Photo: KEYSTONE/PETER KLAUNZER.
Pour la première fois de son histoire, Bienne sera dirigée par une femme francophone. La conseillère municipale socialiste Glenda Gonzalez Bassi a été élue à la mairie de la plus grande ville bilingue de Suisse. Elle a devancé la candidate de droite Natasha Pittet.
Glenda Gonzalez Bassi succédera le 1er janvier 2025 au socialiste Erich Fehr qui ne se représentait pas. La candidate du Parti socialiste romand (PSR) a récolté 5848 suffrages, talonnée de près par sa rivale du Parti radical romand (PRR) qui a obtenu 5640 voix.
Bastion socialiste depuis près de 50 ans, la mairie reste donc de justesse en mains du parti de gauche. La nouvelle mairesse de 56 ans a pu compter sur le soutien des Vert-e-s, les socialistes ayant conclu une alliance avec les écologistes sous la bannière de la liste Bienne solidaire.
"Enfin, une femme accède à la mairie!", a réagi la politicienne d'origine chilienne après l'élection, soulagée. Selon elle, ce vote serré s'explique par le fait que son adversaire PLR est allée chercher des voix dans le camp de la gauche durant la campagne.
Avec 38,83%, la participation était un peu plus élevée que lors du premier tour le 22 septembre (35,9%).
Deuxième maire francophone
Un autre élément est particulièrement à souligner dans l'élection de dimanche: ce n'est que la deuxième fois qu'un élu francophone prend les rênes de l'exécutif, après plus de 60 ans. Un seul francophone a occupé ce poste, Edouard Baumgartner de 1948 à 1960.

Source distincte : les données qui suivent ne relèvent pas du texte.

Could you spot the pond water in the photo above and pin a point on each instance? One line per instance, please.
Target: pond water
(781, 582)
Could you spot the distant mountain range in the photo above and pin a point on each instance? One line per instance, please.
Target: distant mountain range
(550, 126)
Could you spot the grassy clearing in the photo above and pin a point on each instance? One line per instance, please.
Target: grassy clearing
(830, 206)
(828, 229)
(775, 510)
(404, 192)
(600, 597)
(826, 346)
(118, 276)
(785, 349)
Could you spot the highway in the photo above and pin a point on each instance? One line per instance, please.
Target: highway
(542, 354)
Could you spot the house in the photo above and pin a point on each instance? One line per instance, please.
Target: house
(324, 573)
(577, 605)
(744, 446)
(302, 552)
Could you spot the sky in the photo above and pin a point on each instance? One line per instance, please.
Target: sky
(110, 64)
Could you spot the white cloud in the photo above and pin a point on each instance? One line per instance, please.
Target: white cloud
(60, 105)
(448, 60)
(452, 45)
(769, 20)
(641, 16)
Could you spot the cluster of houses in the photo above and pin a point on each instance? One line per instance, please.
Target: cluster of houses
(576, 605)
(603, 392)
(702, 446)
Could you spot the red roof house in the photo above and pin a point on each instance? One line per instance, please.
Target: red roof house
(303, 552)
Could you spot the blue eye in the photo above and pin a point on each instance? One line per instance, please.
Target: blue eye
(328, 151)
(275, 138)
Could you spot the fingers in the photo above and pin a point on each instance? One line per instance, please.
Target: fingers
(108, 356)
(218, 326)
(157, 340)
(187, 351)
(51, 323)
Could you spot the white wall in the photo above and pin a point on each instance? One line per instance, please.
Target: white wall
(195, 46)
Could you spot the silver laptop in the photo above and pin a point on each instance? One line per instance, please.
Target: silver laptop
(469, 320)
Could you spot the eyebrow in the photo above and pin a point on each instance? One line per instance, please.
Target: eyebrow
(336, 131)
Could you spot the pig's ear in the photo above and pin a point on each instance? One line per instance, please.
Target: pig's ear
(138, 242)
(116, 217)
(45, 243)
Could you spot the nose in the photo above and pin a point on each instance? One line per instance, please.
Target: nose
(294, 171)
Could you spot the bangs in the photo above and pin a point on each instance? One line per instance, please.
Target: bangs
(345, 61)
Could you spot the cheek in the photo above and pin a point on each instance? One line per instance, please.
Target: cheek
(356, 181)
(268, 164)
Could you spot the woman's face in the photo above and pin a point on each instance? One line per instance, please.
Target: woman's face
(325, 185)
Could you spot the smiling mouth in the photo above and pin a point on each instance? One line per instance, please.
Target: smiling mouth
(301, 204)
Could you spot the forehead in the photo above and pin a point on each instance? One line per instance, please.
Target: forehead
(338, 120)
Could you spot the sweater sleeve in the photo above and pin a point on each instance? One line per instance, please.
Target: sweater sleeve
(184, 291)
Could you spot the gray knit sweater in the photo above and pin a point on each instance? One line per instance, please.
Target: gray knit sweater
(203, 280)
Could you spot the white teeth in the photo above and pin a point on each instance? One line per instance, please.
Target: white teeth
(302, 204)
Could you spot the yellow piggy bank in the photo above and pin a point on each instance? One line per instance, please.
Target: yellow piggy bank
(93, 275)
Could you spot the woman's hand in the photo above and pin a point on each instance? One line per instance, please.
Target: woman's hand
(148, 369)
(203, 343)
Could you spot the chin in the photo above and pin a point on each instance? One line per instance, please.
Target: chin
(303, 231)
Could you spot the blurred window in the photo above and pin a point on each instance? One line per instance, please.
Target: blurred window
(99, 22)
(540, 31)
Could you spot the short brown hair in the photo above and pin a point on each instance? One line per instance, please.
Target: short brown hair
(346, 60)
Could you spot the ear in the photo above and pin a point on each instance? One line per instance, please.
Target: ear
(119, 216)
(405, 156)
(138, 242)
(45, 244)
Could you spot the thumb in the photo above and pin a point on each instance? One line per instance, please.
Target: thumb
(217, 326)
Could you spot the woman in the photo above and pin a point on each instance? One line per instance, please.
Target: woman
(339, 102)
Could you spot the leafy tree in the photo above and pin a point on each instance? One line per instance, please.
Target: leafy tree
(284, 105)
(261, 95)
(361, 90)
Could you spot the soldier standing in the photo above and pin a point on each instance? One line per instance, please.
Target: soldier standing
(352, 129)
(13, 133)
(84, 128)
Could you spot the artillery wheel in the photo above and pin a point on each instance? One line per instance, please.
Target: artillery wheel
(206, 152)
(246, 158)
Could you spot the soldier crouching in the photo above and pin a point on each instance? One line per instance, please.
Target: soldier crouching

C'est un signe important pour la minorité francophone qui constitue aujourd'hui près de 44% de la population. Ce pourcentage est en hausse depuis plusieurs années dans la cité bilingue.
Etre francophone, c'est aussi appartenir à une culture différente de la majorité germanophone, selon Glenda Gonzalez Bassi. Cela se ressentira dans sa manière de gérer la mairie. Mais dès le 1er janvier, la socialiste espère pouvoir avant tout "gouverner dans un conseil municipal apaisé suite à ces longues élections" et "réussir à fédérer toutes les couleurs politiques autour d'un projet commun: notre ville et sa population".
Première femme a diriger Bienne, Glenda Gonzalez Bassi estime qu'il ne s'agit pas d'un défi supplémentaire : "on pourrait le dire pour toute fonction qui a été traditionnellement majoritairement masculine."
Glenda Gonzalez Bassi :
Déception et fierté
Natasha Pittet, elle, a félicité sa rivale tout en soulignant le bon résultat qu'elle a elle-même obtenu dans ce bastion socialiste. Celle qui a récolté près de 720 voix de plus qu'au premier tour dit donc osciller entre déception et fierté. Entrée au Conseil municipal en avril 2023 à la suite de la démission de la PLR Silvia Steidle, la Vaudoise d'origine a pu compter sur une alliance bourgeoise regroupant la droite et le mouvement citoyen Avenir Bienne.
La prochaine étape sera la répartition des Directions au sein de l'exécutif. Accédant à la mairie, Mme Gonzalez Bassi laisse le département qu'elle dirigeait depuis 2021, celui de la formation, de la culture et du sport. Le collège mènera des discussions et annoncera la nouvelle répartition courant décembre.
Lors du premier tour le 22 septembre, la population biennoise a réélu les quatre conseillers municipaux qui souhaitaient rempiler: en plus des deux candidates à la mairie, la Vert-e-s Lena Frank et l'UDC Beat Feurer. Le cinquième siège, celui laissé vacant par Erich Fehr, est revenu à la socialiste alémanique Anna Tanner. Avec une composition politique inchangée, l'exécutif de la plus grande ville bilingue de Suisse reste donc ancré à gauche.